Sinopec Shanghai Petrochemical, the demand for whose products tracks the mainland economy's strength, says first-quarter chemical demand remains lacklustre despite a slight improvement from the fourth quarter of last year.
The firm's profitability has also improved from the fourth-quarter's net loss of 481.63 million yuan (HK$591 million) on the back of two price hikes in petrol and diesel, which the firm also produces besides petrochemicals, although the improvement is not sizeable, said chairman Rong Guangdao.
'Chemical prices have gone up 3 per cent in the first quarter but the cost of our raw material - crude oil - has also gone up and has remained high for a long time,' he said. 'Export sectors such as textile and other light industries remain weak, and so does domestic consumption, as reflected in property and automobile sales.'
Mainland exports grew 7.6 per cent year on year and imports grew 6.9 per cent in the first quarter, their slowest since the global financial crisis in 2009. Trade growth may remain in single-digits in the next few months, says a Citi research report.
Sinopec Shanghai operates the second largest refinery of oil producer and refining major China Petroleum & Chemical (Sinopec).

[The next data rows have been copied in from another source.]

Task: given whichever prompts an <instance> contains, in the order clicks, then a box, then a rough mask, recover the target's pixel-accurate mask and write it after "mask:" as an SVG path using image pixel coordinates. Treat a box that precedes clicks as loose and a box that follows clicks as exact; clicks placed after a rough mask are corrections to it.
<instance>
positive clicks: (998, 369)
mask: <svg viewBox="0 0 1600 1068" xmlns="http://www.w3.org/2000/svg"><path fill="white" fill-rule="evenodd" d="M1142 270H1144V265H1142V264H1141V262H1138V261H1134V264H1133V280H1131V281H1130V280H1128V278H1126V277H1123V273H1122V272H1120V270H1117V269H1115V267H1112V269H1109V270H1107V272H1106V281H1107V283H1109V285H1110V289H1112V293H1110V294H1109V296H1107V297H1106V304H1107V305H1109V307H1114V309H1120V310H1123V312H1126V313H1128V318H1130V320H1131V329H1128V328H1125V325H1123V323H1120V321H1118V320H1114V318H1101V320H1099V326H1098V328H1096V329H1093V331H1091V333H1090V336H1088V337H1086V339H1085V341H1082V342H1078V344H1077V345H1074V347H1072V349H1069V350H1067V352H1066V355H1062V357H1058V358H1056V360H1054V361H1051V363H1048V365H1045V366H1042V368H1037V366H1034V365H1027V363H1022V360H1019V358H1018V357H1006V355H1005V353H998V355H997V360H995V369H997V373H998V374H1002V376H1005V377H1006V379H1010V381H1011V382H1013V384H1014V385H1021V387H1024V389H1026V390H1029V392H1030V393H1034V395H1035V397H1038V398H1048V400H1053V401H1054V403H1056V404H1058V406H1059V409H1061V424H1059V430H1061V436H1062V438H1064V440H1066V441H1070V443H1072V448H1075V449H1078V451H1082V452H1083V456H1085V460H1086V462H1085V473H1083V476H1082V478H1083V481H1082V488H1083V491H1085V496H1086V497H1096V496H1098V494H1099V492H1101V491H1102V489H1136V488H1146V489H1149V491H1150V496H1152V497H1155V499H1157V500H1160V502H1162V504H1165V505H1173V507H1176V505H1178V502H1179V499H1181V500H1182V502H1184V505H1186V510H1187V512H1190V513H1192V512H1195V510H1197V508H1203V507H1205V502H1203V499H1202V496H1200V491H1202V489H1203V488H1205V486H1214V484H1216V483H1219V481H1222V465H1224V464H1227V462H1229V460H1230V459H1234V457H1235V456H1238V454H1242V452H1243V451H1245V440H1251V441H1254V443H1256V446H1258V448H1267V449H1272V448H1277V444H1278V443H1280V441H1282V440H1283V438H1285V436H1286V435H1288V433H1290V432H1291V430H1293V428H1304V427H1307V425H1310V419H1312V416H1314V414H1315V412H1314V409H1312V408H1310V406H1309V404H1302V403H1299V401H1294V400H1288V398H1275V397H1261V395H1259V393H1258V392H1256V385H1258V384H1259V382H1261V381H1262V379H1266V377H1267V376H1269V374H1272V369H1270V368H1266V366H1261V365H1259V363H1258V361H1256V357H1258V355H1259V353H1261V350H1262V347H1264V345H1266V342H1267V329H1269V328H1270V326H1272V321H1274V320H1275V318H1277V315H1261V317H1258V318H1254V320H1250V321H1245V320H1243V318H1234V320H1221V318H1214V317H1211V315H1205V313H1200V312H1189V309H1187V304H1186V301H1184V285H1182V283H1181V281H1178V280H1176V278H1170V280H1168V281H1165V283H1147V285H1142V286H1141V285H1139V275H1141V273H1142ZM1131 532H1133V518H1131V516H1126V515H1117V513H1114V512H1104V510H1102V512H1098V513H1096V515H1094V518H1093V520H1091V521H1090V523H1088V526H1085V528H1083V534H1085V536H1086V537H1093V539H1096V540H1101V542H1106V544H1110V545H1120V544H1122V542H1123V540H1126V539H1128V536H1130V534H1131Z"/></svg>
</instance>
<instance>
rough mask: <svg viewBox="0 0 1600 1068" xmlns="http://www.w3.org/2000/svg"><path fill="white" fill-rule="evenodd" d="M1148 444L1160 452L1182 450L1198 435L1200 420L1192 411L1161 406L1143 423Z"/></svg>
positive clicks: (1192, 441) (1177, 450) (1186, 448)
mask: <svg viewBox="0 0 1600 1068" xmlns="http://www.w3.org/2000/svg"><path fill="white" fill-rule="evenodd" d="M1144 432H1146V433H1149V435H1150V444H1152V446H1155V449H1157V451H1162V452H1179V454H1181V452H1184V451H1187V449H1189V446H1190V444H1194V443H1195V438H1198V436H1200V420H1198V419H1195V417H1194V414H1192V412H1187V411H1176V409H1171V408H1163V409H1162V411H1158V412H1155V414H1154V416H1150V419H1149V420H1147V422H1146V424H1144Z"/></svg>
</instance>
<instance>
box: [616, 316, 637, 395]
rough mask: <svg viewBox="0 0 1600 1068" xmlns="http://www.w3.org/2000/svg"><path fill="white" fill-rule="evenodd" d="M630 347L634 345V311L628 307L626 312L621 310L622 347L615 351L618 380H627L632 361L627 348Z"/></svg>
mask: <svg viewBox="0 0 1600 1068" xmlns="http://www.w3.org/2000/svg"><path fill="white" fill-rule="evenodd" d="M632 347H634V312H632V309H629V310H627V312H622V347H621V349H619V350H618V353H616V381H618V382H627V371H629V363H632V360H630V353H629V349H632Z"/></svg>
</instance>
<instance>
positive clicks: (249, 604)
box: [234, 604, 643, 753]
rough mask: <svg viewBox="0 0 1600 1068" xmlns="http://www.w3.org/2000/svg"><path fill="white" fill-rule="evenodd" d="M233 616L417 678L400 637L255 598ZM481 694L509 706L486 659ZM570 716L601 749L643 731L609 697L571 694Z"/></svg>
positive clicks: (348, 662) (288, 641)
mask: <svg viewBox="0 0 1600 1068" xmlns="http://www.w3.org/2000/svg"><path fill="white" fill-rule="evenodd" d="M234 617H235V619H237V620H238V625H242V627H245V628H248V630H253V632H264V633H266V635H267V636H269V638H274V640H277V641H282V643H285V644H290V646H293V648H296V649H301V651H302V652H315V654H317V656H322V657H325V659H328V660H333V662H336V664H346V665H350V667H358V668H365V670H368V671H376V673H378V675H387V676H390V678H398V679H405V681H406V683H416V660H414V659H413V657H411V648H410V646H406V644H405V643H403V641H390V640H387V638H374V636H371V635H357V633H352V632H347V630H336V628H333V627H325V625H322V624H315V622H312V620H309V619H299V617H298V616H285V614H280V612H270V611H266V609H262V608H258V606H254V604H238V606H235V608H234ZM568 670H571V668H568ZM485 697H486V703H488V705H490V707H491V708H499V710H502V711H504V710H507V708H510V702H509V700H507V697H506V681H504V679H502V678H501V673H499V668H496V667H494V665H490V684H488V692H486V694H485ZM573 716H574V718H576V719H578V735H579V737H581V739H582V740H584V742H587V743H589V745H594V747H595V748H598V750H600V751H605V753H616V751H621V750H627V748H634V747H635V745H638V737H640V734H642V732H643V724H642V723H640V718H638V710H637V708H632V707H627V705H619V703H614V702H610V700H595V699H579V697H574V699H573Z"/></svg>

It also produces a wide range of basic chemicals such as ethylene and polypropylene, and higher value-added fine chemicals.
As a result of Beijing's refusal to raise fuel prices in tandem with international crude prices to counter inflation, Sinopec Shanghai last month posted an operating loss of 453 million yuan in oil refining for last year, compared with a profit of 1.14 billion yuan in 2010.